Sometimes it happens that you just aren’t given enough attention in class. Perhaps there are too many people. Perhaps you’re just at that mediocre level where you’re not good but you’re not terrible and you’re fading into the woodwork. In any case, you WANT MORE ATTENTION.

There are many things you could do:

1. Jump up and down screaming “Pay attention to me”
2. Complain to the people around you (this helps if you do it CONSTANTLY)
3. Wear something outrageous to class
4. Wear a bikini top under your gi (works for men AND women!)
5. Ooops my gi pants just fell off and now everyone can see my lacy panties (this ESPECIALLY works for men)

Dressing as the Green Arrow OR Wonder Girl will DEFINITELY get you attention.

Those are all excellent options. Or, you can follow this magical formula:

Your face

It helps if you wear something dumb on your head AND have a cheesy grin

+ Knee

It's definitely cooler when they're wearing a business suit

= instant attention

My first black eye! Taken around an hour after knee + eye.

6 hours after knee+eye=MUCH more dramatic!

Oh hai! It's a kitty and a panda! 2 days after knee + eye!

The knee to the face attention ploy is more effective when you are 25% of the class. By default your partner must stop and check on you. Now 50% of the class has stopped. The instructor will also stop and curiosity will get the best of the other 2 students. Now all the attention is on you.

If the knee to the face doesn’t work in itself, the next step is to sit on the ground and cry. This will REALLY get you attention. Hell, worked once before for me!

Wailing DOES help.

It also helps if your cheek swells up like a mouse is hiding under your skin and has immediate purple bruising.

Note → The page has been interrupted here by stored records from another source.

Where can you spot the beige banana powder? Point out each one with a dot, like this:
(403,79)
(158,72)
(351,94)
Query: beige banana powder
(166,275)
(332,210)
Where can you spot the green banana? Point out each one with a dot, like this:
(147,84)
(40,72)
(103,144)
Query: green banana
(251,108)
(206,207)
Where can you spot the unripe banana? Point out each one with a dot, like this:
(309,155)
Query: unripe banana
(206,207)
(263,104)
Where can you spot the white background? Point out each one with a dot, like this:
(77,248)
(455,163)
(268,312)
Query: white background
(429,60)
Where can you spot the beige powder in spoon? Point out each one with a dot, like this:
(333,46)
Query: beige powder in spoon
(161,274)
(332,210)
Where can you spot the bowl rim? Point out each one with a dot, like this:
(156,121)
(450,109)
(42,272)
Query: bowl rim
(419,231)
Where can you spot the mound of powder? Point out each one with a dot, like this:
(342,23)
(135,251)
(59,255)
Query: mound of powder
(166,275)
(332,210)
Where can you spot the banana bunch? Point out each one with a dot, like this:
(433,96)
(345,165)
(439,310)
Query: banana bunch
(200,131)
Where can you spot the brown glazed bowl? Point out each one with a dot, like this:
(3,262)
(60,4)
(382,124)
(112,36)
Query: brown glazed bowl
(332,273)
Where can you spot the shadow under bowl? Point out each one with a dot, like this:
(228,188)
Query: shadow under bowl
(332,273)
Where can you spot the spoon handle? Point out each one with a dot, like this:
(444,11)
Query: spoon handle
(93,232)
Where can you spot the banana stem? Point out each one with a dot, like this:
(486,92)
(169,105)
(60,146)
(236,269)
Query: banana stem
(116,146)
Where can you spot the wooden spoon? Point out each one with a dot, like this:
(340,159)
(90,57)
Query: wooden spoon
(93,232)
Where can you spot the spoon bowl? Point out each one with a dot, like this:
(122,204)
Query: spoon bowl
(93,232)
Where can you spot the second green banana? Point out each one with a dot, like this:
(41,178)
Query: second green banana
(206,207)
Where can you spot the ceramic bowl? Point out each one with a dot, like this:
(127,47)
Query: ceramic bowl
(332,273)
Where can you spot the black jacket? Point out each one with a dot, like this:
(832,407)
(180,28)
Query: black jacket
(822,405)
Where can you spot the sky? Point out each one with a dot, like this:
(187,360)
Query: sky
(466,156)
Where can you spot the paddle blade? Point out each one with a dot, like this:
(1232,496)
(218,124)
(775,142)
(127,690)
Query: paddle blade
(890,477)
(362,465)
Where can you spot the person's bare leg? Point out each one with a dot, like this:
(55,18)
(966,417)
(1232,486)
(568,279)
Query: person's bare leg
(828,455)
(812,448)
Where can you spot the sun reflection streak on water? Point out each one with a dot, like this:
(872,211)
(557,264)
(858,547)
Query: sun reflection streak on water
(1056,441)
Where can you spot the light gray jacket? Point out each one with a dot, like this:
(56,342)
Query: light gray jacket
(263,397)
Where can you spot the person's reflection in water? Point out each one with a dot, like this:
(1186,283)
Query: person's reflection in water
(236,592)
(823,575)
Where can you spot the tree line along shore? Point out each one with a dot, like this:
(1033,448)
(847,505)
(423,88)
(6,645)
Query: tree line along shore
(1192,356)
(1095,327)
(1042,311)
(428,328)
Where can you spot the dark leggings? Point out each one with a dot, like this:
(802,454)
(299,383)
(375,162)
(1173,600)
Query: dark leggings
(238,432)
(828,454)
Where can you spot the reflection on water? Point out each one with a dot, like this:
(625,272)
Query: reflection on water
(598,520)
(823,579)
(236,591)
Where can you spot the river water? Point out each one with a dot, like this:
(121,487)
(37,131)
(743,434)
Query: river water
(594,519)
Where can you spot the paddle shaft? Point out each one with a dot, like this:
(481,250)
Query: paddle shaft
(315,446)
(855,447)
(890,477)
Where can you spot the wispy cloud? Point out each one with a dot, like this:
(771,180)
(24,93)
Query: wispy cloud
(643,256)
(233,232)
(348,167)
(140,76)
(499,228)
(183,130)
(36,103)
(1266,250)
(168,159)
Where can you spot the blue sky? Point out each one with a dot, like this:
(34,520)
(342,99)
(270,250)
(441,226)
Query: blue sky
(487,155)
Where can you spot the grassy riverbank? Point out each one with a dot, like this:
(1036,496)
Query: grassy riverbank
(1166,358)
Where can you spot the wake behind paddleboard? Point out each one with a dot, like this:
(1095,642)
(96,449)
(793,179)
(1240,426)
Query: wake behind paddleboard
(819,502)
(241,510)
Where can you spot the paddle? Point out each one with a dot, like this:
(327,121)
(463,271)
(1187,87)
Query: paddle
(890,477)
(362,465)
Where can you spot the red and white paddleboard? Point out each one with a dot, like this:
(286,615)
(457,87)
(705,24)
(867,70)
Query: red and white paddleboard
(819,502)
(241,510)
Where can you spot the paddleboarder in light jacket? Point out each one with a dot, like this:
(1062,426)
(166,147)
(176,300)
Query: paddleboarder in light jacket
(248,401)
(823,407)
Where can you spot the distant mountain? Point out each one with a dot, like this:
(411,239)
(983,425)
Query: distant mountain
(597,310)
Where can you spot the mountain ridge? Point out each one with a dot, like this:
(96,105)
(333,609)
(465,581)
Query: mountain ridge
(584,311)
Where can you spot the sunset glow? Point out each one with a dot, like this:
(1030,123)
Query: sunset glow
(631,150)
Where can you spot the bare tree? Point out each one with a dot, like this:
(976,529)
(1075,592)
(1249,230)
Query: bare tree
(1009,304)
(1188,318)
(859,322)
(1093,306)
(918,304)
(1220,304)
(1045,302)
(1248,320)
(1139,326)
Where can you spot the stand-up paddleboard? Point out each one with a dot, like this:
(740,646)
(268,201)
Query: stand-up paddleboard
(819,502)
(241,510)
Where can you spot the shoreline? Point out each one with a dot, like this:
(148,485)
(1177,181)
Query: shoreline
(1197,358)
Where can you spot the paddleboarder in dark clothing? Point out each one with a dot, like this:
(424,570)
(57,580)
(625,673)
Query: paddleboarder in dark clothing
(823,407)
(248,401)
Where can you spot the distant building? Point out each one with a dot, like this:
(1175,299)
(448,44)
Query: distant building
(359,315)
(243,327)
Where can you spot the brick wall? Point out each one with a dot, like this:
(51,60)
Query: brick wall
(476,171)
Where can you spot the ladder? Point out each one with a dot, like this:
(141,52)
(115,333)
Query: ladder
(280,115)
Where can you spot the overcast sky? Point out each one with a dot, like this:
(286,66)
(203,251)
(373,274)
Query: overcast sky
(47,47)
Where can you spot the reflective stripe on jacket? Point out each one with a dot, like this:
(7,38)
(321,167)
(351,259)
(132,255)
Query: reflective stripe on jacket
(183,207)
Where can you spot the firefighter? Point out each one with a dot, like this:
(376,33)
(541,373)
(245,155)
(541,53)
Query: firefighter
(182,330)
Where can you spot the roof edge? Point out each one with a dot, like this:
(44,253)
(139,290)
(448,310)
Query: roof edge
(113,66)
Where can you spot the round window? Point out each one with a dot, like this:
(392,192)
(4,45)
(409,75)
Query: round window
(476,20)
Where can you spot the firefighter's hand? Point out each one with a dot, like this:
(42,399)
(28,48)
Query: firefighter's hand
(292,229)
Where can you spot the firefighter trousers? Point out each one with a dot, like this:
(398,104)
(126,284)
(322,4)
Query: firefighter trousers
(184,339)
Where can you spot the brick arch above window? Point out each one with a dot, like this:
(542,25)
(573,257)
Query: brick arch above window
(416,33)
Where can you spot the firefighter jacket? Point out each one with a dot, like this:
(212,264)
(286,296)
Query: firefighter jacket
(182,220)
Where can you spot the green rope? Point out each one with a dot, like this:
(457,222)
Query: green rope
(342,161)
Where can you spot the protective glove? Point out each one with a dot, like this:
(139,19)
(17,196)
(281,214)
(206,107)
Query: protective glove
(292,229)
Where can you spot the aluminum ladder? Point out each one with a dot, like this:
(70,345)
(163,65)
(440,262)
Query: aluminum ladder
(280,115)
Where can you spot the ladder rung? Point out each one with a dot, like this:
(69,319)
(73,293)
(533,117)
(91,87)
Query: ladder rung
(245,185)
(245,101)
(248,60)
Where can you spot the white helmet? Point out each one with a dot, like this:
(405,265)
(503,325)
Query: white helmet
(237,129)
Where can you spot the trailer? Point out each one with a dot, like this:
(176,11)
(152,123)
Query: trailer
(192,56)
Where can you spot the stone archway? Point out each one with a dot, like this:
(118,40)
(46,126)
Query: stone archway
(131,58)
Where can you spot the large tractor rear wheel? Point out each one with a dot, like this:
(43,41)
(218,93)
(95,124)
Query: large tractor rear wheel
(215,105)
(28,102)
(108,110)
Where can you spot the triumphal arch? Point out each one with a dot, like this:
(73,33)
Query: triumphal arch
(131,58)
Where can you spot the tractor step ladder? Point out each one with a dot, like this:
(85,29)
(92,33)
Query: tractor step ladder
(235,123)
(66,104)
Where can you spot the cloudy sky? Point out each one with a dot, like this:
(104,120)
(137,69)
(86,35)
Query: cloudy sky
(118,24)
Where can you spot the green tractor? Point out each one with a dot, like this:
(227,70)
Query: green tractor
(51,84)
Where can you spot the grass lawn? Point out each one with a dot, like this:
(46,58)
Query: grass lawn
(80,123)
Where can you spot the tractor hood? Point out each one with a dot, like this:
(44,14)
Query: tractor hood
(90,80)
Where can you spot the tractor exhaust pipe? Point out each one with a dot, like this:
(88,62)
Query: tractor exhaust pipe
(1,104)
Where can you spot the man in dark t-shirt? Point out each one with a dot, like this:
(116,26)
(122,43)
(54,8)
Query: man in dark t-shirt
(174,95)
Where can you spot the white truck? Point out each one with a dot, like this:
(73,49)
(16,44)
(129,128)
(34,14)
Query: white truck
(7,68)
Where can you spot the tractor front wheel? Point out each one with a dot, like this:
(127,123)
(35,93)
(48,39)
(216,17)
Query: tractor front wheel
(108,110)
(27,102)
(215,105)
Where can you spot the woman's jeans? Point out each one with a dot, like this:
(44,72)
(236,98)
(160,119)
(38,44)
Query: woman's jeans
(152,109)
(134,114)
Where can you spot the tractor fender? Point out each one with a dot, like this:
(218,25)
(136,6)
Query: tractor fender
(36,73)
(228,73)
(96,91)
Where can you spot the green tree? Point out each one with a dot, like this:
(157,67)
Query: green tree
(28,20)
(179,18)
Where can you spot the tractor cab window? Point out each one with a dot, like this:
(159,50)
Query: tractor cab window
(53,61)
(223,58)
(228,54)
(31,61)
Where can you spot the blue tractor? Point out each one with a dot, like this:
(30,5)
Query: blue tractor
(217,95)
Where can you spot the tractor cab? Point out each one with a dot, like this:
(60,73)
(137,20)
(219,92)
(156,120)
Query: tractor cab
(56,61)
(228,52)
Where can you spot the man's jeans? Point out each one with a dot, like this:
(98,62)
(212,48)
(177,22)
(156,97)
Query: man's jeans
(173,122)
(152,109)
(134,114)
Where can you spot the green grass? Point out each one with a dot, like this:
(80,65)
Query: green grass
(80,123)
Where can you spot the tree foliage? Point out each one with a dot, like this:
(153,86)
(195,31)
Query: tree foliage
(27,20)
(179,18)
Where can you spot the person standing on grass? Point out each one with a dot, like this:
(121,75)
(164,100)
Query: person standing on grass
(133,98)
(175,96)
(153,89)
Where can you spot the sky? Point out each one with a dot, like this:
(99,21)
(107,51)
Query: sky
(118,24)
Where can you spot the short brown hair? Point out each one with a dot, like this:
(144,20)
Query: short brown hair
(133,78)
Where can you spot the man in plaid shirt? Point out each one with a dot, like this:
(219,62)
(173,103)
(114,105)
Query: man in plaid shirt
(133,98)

By this point you have everyone’s attention. Your partner will have run to the store and gotten ice and felt terrible. The rest of the class will proceed but the instructor will circle around you grimacing because your eye looks terrible and you’re pitifully holding the ice to your face. It also means the people walking into your school will ask what happened. Feel free to tell them anything ranging from “I’m now taking up boxing” to “The instructor got mad at me” or even “I needed more attention.”

Thankfully, the bruise will last long enough that anyone who wasn’t there will be able to ask you about what happened.

Or, alternatively, you could post a blogpost called “How to be the center of attention” and retell your story in the most dramatic fashion possible. That will work, too. 😀 Plus, it will give you worldwide sympathy. Don’t forget about the Facebook and Twitter updates–it will truly maximize your center-of-attention-ness.

And I SUPPOSE you could use your powers for good IF you fall on the Wonder Woman side of the good vs evil spectrum, as Meg clearly has. Apparently you can use a black eye to call attention to something important. I’m more on the Catwoman side of the good vs evil spectrum, so I just used my black eye as an excuse to write a silly blog post.

[The non-poetry version=we were practicing takedowns. I’m clumsy, my parter was clumsy, and when he took me down I fell face first into his knee. Yes, I did cry–apparently I’m not cut out for MMA because sudden injuries cause my eyes to overflow.]

What’s your awesome attention getting story?